Overlooking the bay at Shinagawa
- Date:
- c. 1790
- Medium:
- Color woodblock print; sheet from an oban triptych
- Source:
- Art Institute of Chicago
Description
Overlooking the bay at Shinagawa, dated 1785 in Art Institute of Chicago records, returns Utagawa Toyokuni to one of his favorite settings: the upper rooms of teahouses at Shinagawa, the seaside district at the southern entrance to Edo. The composition is organized around a sweeping view of the bay seen through opened screens, with figures arranged on the tatami floor of the interior. The contrast between the warm, decorated indoor space and the cool expanse of water beyond gives the print its emotional and visual rhythm. Shinagawa was central to Edo's leisure and travel culture; it served both as the first post-station on the Tokaido Road and as a destination in its own right for parties seeking sea views, fresh fish, and informal entertainment. Edo [ukiyo-e](/glossary/ukiyo-e) returned to it repeatedly as a setting where commerce, hospitality, and landscape met. Toyokuni's print captures a moment within that culture, framing his figures in costumes and poses that would be legible to contemporary viewers as part of a recognizable social ritual.
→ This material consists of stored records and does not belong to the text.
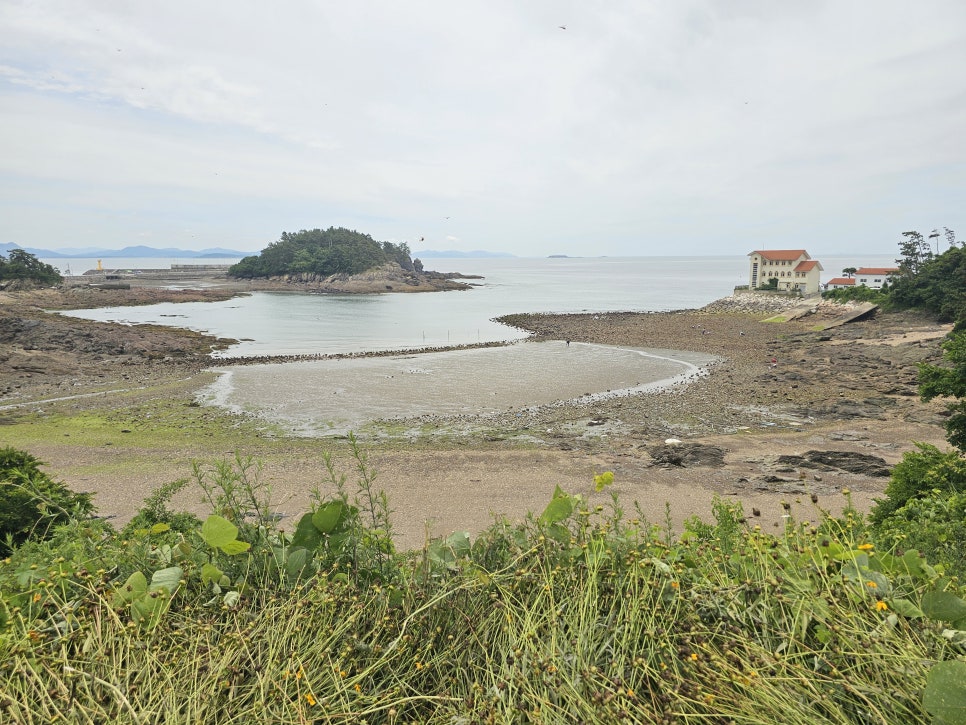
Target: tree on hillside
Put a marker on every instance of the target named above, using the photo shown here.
(322, 253)
(937, 381)
(915, 252)
(22, 265)
(938, 287)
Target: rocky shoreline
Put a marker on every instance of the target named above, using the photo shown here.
(789, 408)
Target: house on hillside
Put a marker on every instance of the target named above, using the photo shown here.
(792, 269)
(840, 283)
(875, 277)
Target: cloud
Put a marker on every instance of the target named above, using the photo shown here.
(719, 127)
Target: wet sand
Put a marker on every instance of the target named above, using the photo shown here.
(334, 397)
(847, 389)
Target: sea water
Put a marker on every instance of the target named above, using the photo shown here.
(333, 396)
(266, 323)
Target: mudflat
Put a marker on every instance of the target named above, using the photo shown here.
(792, 414)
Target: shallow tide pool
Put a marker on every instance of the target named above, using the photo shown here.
(333, 397)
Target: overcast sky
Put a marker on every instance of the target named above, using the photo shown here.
(534, 127)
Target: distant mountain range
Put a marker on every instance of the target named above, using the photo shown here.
(454, 254)
(139, 251)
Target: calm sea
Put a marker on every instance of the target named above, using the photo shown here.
(289, 323)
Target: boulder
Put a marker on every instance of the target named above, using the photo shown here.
(687, 455)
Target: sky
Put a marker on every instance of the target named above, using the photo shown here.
(585, 128)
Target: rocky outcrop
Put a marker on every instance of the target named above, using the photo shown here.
(687, 455)
(860, 463)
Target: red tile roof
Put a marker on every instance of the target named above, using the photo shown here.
(782, 255)
(878, 270)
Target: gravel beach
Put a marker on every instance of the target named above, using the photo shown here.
(790, 411)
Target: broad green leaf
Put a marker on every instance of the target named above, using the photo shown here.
(134, 588)
(235, 547)
(168, 579)
(326, 518)
(603, 480)
(217, 531)
(210, 573)
(945, 693)
(559, 533)
(147, 610)
(559, 508)
(944, 606)
(914, 561)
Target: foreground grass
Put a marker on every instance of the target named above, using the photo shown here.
(577, 615)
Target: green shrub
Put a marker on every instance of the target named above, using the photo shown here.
(31, 502)
(919, 474)
(934, 525)
(155, 511)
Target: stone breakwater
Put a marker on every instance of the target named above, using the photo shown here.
(310, 357)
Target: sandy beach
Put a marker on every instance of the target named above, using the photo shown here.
(111, 409)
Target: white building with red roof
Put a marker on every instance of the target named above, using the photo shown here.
(792, 269)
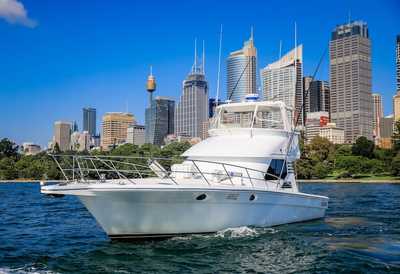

Although his enduring fame rests on [yakusha-e](/glossary/yakusha-e), designs like this one show how thoroughly Utagawa Toyokuni was engaged with the broader geography of Edo life, treating its waterside districts with the same care he gave to its theatres. The Art Institute of Chicago records the work as a Toyokuni I composition, preserving it as a layered document of late eighteenth-century Shinagawa.